He had loyalty. He had admiration. He had Amara.
And I—I gave him everything. My faith. My friendship. My love.
And still, he chose her.
He would never look at me the way he looked at her.
He would neverseeme.
The shadows felt my rage. They coiled tighter, whispering like silk against my mind.
“Feed us. Let us taste what he made you feel.”
Lazarus told me to free the prisoners.
Instead, I gave the shadows what they asked for.
I walked among the cells and listened—the sound of their weeping, their pleading, their fear. The air was thick with it. It crawled across my skin. I opened their doors one by one and watched the terror bloom in their eyes when they saw me.
I did not kill them quickly.
The shadows drank from their despair, their cries filling the corridors like music.
Every scream, every shudder, every heartbeat spent begging for mercy fed the fire inside me. And as their agony grew, I felt the shadows stir deeper, binding themselves to me. My flesh burned with their delight.
The air smelled of sweat, iron, and death when it was done.
The stones drank their blood. The torches dimmed beneath the brutality of it.
I did not free them. I released myself.
Because mercy was a lie, it hadn’t ever saved anyone—least of all me.
Now I walked through the corridors of the Dreadhold, the walls slick with blood and shadow. The whispers crawled beneath my skin—soft, intimate, possessive.

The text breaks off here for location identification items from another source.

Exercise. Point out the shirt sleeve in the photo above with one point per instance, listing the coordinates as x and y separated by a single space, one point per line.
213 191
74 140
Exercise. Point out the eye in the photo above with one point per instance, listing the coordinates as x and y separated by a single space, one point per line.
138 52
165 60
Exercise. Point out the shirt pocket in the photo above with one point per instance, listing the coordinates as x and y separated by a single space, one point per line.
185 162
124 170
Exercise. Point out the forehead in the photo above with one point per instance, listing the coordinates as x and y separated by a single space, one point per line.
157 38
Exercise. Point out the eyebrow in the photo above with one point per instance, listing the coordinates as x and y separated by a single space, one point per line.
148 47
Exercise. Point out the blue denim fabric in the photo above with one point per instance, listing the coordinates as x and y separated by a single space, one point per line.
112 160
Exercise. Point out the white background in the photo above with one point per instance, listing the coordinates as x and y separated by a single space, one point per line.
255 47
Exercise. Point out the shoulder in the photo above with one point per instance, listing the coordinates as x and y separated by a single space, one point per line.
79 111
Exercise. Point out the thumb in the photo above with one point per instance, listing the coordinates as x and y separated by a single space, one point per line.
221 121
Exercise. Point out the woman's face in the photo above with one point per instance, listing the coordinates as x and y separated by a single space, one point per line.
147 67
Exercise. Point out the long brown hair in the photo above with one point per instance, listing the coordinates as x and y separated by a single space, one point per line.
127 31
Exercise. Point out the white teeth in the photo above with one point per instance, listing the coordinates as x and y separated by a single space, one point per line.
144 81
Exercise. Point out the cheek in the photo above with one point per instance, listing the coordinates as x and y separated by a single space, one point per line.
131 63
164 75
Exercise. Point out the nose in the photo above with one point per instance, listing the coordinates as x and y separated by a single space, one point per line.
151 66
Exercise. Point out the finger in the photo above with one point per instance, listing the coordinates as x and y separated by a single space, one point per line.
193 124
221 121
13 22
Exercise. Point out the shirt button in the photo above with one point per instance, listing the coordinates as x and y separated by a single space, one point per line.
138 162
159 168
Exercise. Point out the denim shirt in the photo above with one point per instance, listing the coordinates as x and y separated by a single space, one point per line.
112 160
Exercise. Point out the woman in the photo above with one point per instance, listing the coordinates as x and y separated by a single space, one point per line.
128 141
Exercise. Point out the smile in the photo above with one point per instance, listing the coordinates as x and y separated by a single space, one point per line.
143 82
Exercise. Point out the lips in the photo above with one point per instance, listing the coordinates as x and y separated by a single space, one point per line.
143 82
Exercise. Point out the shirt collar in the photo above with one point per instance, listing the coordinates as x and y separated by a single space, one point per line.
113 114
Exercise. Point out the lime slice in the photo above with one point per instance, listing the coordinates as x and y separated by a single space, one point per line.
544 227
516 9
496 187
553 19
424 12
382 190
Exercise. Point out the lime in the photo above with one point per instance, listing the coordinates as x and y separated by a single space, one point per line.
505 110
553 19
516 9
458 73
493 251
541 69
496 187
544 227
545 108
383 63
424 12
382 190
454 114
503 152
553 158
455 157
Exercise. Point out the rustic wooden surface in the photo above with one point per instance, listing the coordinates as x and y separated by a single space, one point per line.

They spoke like lovers, promising power in exchange for devotion.
Ahead lay Severen’s hall.
But before Lazarus and I tore the throne from his hands, before the final burn and the last breath, there was one thing I would force him to answer.
Where was my mother’s book?
Because I knew it existed.
I could feel her here—her voice, unyielding, clawing through the dark. She called to me as she once called to the gods who never came.
Severen bound her just as he bound the others.
But I would unbind her.
And when I did, I would make Lazarus watch.
Watch as I opened her prison.
Watch as I freed her voice.
Or perhaps I’d bind him instead—let the shadows taste his purity, let them sing in his screams.
Because I was done being the broken one.